Like all things living, the girl was but a variable in a beautiful cycle of patience. She, the earth, and all its generations carried months of gentle dreams. Anticipating the stark coating of cold winter metals, waiting for the thaw of spring and the warmth of summer rustling, she slept.


This seasonal transition hadn’t seemed any more divergent than those that came before. The wood nymph had slept long and hard, unknowing that it would be the shortest autumn in memory and the earliest, bitterest winter. The frost left nothing to chance, nor did man. She remained hidden beneath her accumulated comforts, warm in her cast-off blankets, blissfully unaware.

Until. . .


She woke confused to a blurred beginning. Where her eyes refused to work, senses took over: She listened keenly, in tune with the crisp harvest world around her. Halting her breath, she listened for the crepitating little creatures who prepared for December’s chill.

In previous years, the wood nymph delighted in the raindrops that accumulated in the nooks and crannies of the burrows. She loved how each chimed a silent hello before they puddled in joyous exultation. Not now. Not here. Something was askew?

Many minutes passed in her bleary eyes. Yet, her instincts told her to prepare, to wait for the night to light her way. Wait, she did.


The girl looked to heaven while making her ascent; the stars loitering in pinprick clusters around a breaching moon.

When she surfaced, the first thing she saw was the wood. Where once was her home of proud trees of indeterminable age, instead, a world reduced to charcoal. Where meadows had bloomed a fragrant symphony, just a sulphur cinder.

A woeful cry escaped her dry lips. Try as she might, she couldn’t fathom what monsters would destroy the sanctity of her home. Was this desolation the reason autumn didn’t have the luxury of languor? What had forced winter to cleanse the land and start again so soon?
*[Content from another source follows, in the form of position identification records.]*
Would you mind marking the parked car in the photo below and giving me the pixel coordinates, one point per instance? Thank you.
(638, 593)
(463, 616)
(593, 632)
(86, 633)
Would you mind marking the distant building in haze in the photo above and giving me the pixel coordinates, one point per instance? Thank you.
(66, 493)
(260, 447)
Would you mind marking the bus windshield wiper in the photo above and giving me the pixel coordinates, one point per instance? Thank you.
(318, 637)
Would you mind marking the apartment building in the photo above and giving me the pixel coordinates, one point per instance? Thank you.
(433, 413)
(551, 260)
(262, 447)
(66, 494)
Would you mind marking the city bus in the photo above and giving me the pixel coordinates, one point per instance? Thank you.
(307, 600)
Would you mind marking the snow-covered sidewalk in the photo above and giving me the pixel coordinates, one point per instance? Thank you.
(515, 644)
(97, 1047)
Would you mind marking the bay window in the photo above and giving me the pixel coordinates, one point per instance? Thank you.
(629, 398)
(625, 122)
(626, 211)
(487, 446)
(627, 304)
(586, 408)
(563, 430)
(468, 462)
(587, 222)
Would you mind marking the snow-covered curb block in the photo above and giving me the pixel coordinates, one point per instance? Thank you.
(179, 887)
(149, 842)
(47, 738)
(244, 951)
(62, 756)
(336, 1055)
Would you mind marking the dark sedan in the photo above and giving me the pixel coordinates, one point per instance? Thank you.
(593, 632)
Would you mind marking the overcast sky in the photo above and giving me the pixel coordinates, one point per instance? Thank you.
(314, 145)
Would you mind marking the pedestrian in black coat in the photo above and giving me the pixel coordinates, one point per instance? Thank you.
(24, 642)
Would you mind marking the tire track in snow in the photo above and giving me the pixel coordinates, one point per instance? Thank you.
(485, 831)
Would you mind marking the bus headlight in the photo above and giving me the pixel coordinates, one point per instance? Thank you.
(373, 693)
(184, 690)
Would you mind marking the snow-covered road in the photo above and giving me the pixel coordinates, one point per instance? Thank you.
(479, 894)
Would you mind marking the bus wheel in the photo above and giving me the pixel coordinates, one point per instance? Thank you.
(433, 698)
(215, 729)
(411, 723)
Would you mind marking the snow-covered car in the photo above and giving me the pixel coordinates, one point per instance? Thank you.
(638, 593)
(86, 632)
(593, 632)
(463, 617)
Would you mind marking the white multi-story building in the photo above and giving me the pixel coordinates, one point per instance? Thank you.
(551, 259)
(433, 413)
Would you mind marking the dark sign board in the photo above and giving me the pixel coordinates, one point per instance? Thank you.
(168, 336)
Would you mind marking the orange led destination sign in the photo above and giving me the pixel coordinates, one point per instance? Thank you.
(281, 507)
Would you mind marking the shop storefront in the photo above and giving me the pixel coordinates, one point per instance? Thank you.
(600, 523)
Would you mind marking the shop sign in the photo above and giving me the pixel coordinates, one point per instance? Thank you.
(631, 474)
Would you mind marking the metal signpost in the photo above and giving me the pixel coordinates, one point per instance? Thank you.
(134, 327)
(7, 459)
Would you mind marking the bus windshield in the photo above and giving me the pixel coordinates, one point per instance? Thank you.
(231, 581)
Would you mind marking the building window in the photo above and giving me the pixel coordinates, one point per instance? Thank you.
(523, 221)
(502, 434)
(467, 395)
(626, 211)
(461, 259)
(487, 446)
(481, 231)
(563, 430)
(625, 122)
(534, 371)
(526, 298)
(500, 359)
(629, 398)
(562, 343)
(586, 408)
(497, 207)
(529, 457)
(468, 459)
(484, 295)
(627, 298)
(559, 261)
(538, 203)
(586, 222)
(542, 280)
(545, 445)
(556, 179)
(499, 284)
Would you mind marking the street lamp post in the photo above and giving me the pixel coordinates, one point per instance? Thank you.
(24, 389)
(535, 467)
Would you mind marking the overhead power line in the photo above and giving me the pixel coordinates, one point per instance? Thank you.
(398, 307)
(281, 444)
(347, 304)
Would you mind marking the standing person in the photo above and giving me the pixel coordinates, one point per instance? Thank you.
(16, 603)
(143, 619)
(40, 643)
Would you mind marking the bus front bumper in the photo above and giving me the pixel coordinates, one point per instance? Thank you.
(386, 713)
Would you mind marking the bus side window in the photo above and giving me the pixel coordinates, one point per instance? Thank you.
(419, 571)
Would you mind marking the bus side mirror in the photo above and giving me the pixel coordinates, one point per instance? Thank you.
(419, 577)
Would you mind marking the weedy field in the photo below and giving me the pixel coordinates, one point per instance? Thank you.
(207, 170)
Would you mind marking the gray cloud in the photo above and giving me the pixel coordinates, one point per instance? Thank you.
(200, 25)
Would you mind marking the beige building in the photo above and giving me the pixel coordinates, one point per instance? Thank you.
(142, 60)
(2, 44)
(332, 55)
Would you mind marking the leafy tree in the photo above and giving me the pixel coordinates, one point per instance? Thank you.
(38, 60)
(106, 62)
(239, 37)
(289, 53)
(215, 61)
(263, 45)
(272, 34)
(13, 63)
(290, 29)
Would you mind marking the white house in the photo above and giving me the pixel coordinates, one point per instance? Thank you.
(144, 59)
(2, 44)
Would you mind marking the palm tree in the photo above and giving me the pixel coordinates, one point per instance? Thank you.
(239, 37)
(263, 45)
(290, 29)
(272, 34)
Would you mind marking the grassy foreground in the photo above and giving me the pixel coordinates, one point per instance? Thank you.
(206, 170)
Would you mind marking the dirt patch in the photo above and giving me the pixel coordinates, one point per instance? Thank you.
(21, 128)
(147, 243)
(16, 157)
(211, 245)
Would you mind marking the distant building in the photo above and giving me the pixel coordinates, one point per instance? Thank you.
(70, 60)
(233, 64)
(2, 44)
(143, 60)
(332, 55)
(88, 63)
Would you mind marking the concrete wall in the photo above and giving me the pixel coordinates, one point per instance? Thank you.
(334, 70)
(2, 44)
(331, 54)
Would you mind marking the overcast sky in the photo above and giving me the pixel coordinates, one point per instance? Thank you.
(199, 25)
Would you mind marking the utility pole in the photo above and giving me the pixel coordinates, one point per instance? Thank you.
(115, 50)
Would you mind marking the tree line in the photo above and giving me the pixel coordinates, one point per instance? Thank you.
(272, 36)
She hadn’t the answers, not yet, only knowing the usual splendour and sweetness of her forest home was no more.


She reeled in terror when she saw the beasts. The things stood everywhere, as if they, too, laid in wait for a new dawn to complete their uprising. Steel giants with empty glass faces, these were to blame for the maelstrom of despair in her arboreal kingdom. The wood nymph shuddered at the sight of the titan savages with blades for teeth and axes for arms. She choked off a scream when glimpsing bits of soil and animal in the bucket mouths of these alloy demons. The nymph knew her fate if she’d chosen to stay. Dark premonitions of metal monsters consuming her alive, belching soot and brimstone from their bellies, overwhelmed her. Tears the colour of creation fell in this envisioned hopelessness. The steel beasts would gouge at her skin and tear at her hair. They’d pry out her binding roots to the wooded earth. They would if she let them.

All that was beautiful and melodic in the forest was lost, and the girl’s heart weighed heavy with grief. Those autumn eyes would never again close peacefully. Her slumber would forever be marred by the dark endeavours of man and machine.

Time to move on. Time to find another wood, in another land, and dream of other autumns. As so many of her kind had, and so few more would.



Gina Maria Manchego is a poet, writer, and mixed media artist native to Colorado. 




Richard M. Ankers is the English author of The Eternals Series and Britannia Unleashed. Gina and Richard love to finish whatever the other starts, and then wonder who has written what.